○平成18年8月24日更新情報「仙台開催中
人体の不思議展と司法解剖立会思い出1」の続編です。30年近く前の記憶ですので不正確であることをお断りした上で解剖の様子を記述します。
○アイスピックで胸をひと突きされた遺体の解剖は、先ず身体の表面の外傷の有無を丹念に調べて外傷としては胸の乳首の脇に僅か直径5o程度の赤い斑点があることを確認し身体各部を写真撮影しました。
○その上で腹部から胸部にメスが入ります。メスの切れ味の良さに感嘆しましたが、胸部の左右の肋骨が集まる胸骨体の下部から上部にかけては大きなハサミで切り裂き、更に左右の肋骨の身体の横部分を切り裂いて左右の肋骨を取り出して胸部を開けると肺や心臓の周辺に大量の血溜まりがありました。
○アイスピックが心臓に到達して心臓の端部分を僅かに損傷しそこから大量の出血があり、これが肺を圧迫して死に至ったことが判りました。表面上は僅か5o程度の赤い斑点も内部では心臓を損傷し、それが死因となっていたもので、解剖しないと判らないものでした。
○解剖作業は数時間かけて行われ、解剖執刀医はまるでマグロを捌くが如く人間の身体の各種臓器を手際よく切り離し、胃は内容物を取り出して重さを計るなどして、小腸、大腸等内臓の状況を全てチェックし、琺瑯の大きなバットに置き、更に必要臓器はホルマリン容器に入れ、胸や腹の体腔部分は空になりました。
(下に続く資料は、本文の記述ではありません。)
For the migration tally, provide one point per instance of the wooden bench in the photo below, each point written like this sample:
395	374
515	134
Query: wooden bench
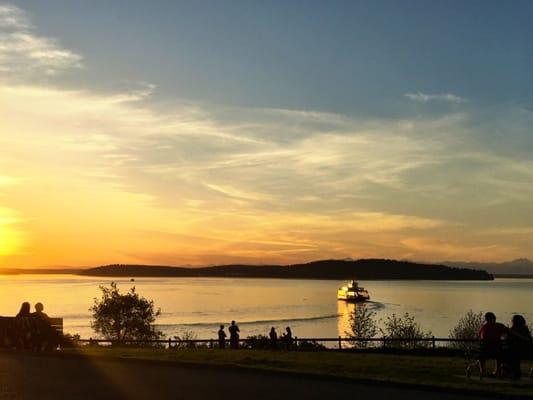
9	335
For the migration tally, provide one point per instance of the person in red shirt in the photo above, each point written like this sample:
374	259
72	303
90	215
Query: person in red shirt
491	334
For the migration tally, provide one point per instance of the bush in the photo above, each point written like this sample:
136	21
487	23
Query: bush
362	325
404	327
310	345
467	328
70	340
123	317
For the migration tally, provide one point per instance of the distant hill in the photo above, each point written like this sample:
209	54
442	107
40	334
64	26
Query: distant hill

○更に頭蓋骨も眉部分当たりから上の部分をヘルメットを脱ぐようにスッポリ切り抜いて、脳を取り出し重さを量る等チェックしてホルマリン容器に入れます。全ての臓器のチェックと記録が終わると、保管不要な臓器は無造作に空になった体腔部分に戻されます。
○臓器の一部が保管されて戻されないため不足した部分には丸めた新聞紙をいれて身体の形状を整えた上で開いた頸部から股間までの皮膚を縫合します。また開いた頭部も脳を取り出して空になった部分にも丸めた新聞紙をいれて形状を整えた上で外した頭蓋骨をスッポリかぶせて皮膚を縫合します。これで外形上は解剖前と殆ど変わらない元の状態に復元しました。
○熟練した解剖執刀医の手際の良さに感心しながら見ていましたが、一番閉口したのは強烈な匂いでした。内臓を切り開いたとき強烈な腐敗臭が解剖室全体に充満しますが、時間の経過に連れて臭覚が麻痺して腐敗臭にも慣れて来ました。しかし爪の間に腐敗臭が染み込み、解剖立会後しばらく匂いが残ったのには閉口しました。
○「
人体の不思議展」
全192頁の公式ガイドブックを購入して写真となった各人体標本を見ていますが、先にお薦めした人体解剖学参考書の
「人体解剖ビジュアル」に掲載されたイラストによる解剖図より、遙かにリアルで迫力があります。「
人体の不思議展」は実際の人体を使っているので当然のことですが、今後は
「人体解剖ビジュアル」と「
人体の不思議展」公式ガイドブックを併用して解剖学の基礎を勉強していこうと思った次第です。